10 ноября Я снова читал “Единство физич. сил” Секки делаю новые выписки.

14 ноября “О новейших истинно физических знаниях лекции П.Г. Тэти

1 декабря уже очень давно читаю взятые из библиотеки “Химию” Кука, “Лекции о бактериях”, Де–Бари, Макса Мюллера “Науку о мысли” и др. Читал “Научный обзор” за октябрь и др. журналы. Брал из библиотеки “Солнце” Юнга… масса прекрасных рисунков. Интересны на стр. 195 рис. “искусственной короны”… Вообще книга очень интересная, хотя в ней все было известно.

22 декабря. Читал довольно много книг, но т.к. не писал об них, то теперь уже забыл. Последнее время брал “Механику”… и Х. Тьюка “Дух и тело”… В ней кое-что интересно».

Многие страницы его технических выписок были написаны пофранцузски.

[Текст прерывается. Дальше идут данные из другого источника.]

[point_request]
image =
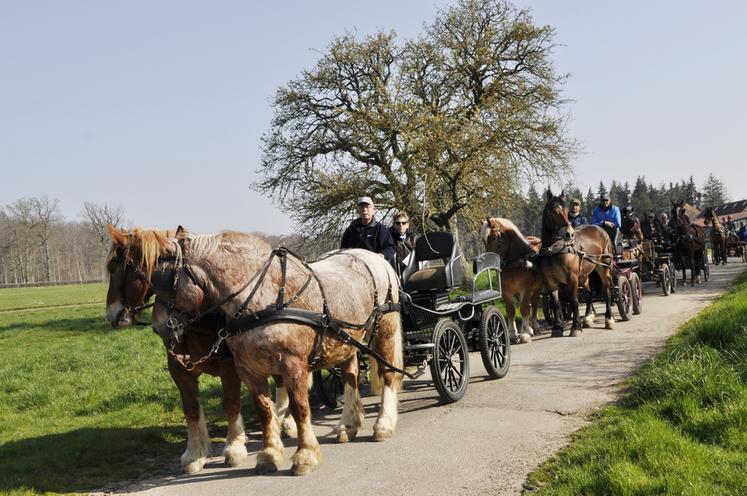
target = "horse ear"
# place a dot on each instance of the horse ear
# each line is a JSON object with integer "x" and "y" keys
{"x": 119, "y": 237}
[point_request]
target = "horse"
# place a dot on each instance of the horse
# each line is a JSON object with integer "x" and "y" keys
{"x": 518, "y": 279}
{"x": 130, "y": 263}
{"x": 719, "y": 236}
{"x": 334, "y": 303}
{"x": 569, "y": 257}
{"x": 689, "y": 246}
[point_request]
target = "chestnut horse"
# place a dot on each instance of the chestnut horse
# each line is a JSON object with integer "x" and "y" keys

Павел Флоренский уже в том возрасте понимал свою неординарность и отличие от сверстников и, видимо, старался понять себя и свое место среди людей, о чем может свидетельствовать вот эта запись: «27 февраля вчера кончил Ломброзо “Гениальность и помешательство” СПБ 1892. Книга как я и ожидал, оказалась очень интересной, особенно лично для меня. Содержание ея таково: исторические обзоры, сходство гениев с помешанными… Гении творят в экстазе, бессознательно, поэтому признак гениальности — отсутствие равномерности, гении иногда искусственно вызывали приливы крови к голове: Лейбниц лежал, Руссо работал на солнце и т.д.… Атмосферные явления одинаково влияют на гениев и помешанных…».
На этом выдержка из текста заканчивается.